IQNA: Die Hamas-Bewegung in einer Stellungnahme: Wir danken Iran und Jemen für ihre Antwort auf das zionistische Regime wegen seiner Verbrechen gegen den Libanon. Angesichts der Verbrechen der zionistischen Besatzer und ihrer fortgesetzten Angriffe gegen unser Volk in Gaza, Westjordanland und besetzten Jerusalem sowie gegen das Volk Libanons wurde das Bemühen diese zionistische Aggression und ihre anhaltenden Verbrechen zu stoppen zu einer dringenden Priorität. Dies erfordert die Solidarität verschiedener Parteien in der Region und in der Welt, da klar wurde, dass das zionistische Regime und sein aggressives Verhalten die Quelle aller Spannungen in der Region und ihrer gefährlichen Folgen auf internationaler Ebene sind. (Quelle: Shehab)

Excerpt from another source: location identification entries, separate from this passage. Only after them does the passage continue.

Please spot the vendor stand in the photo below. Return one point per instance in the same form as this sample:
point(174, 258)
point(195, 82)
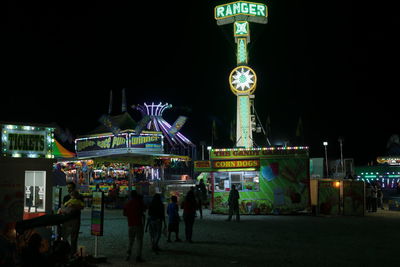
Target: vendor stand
point(273, 180)
point(121, 162)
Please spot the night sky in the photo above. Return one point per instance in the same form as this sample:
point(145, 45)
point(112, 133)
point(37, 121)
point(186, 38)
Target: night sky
point(332, 63)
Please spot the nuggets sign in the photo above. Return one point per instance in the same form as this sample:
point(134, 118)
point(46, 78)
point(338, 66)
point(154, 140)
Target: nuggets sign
point(227, 164)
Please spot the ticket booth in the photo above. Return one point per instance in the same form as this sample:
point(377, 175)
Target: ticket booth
point(26, 163)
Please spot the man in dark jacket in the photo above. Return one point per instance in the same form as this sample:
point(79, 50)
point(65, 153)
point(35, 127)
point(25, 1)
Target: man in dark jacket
point(134, 211)
point(75, 223)
point(233, 202)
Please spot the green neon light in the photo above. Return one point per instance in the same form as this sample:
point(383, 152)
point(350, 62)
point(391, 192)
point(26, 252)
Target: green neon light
point(240, 8)
point(241, 51)
point(241, 28)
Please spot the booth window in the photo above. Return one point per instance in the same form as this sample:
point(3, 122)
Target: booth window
point(244, 181)
point(35, 186)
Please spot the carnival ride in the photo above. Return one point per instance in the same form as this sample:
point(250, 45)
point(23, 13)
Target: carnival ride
point(176, 143)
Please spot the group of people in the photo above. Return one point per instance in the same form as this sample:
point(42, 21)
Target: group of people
point(155, 224)
point(135, 211)
point(374, 197)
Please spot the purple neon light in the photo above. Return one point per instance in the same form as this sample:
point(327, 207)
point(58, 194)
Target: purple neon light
point(155, 111)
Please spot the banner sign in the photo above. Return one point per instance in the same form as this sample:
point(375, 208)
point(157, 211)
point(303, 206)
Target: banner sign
point(145, 141)
point(241, 10)
point(97, 221)
point(228, 164)
point(256, 153)
point(178, 124)
point(27, 141)
point(102, 143)
point(120, 144)
point(142, 124)
point(202, 166)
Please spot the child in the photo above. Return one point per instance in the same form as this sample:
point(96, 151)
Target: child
point(173, 219)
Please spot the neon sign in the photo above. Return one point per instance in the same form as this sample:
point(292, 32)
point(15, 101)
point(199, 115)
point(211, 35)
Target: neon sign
point(27, 141)
point(256, 12)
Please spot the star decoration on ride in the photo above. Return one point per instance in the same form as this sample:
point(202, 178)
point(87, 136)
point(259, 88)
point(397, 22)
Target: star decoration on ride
point(243, 79)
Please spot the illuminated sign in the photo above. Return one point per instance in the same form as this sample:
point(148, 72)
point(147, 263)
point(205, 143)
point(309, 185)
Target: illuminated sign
point(241, 10)
point(146, 141)
point(256, 152)
point(227, 164)
point(119, 144)
point(27, 141)
point(202, 166)
point(101, 143)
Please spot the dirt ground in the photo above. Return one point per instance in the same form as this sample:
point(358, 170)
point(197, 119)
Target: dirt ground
point(260, 241)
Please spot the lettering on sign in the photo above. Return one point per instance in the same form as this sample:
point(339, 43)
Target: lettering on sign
point(240, 8)
point(226, 164)
point(202, 164)
point(109, 142)
point(26, 142)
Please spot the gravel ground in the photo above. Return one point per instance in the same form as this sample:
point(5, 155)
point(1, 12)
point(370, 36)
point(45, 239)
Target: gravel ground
point(259, 241)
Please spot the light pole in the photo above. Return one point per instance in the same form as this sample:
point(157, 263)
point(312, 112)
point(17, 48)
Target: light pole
point(326, 158)
point(341, 152)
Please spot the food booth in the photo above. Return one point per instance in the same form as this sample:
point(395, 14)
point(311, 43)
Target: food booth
point(271, 180)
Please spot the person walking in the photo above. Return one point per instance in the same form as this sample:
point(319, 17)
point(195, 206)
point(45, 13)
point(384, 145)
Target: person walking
point(72, 227)
point(233, 202)
point(156, 216)
point(189, 213)
point(134, 211)
point(173, 219)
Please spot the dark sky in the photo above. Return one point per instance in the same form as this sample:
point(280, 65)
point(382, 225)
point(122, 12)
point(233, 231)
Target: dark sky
point(332, 63)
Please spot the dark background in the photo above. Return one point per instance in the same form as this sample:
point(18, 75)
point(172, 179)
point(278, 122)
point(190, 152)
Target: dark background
point(333, 64)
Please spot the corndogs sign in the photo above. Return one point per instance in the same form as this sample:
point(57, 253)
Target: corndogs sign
point(232, 164)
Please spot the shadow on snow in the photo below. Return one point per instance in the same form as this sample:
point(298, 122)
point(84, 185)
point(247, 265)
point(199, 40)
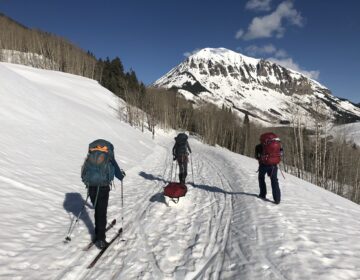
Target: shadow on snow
point(72, 204)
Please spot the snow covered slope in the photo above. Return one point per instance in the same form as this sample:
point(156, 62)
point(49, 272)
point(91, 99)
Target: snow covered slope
point(263, 89)
point(220, 230)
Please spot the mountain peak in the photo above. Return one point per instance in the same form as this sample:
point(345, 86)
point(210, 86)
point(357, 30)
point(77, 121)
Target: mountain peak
point(262, 89)
point(226, 55)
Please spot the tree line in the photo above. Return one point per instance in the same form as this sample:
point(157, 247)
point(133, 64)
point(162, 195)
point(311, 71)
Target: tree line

Laut dem Bericht der Nachrichtenagentur Shehab Palästina fügte die Hamas hinzu: Die Besatzer bewiesen mit ihren fortgesetzten Angriffen auf Gaza, Libanon und Iran sowie durch Verrat und wiederholte Verletzungen von Verpflichtungen und durch die Missachtung von Vereinbarungen, die sie unterzeichnen, dass sie ein Regime sind das weder Abkommen noch Verpflichtungen respektiert und sich an keine Verständigungen hält. Dies zeigt, dass ihre aggressiven Politiken eine dauerhafte Bedrohung für die Sicherheit und Stabilität der Region darstellen.
In der Stellungnahme dieser Bewegung heißt es: Die zionistische Aggression gegen Gaza, Libanon und Iran richtet sich nicht nur gegen diese Seiten, sondern ist ein Angriff auf die gesamte islamische Gemeinschaft und ihre Fähigkeiten. Dies erfordert, dass sich die gesamte islamische Gemeinschaft im Umgang mit diesen fortgesetzten Angriffen vereinigt und sich bemüht deren Aggressionen einzudämmen.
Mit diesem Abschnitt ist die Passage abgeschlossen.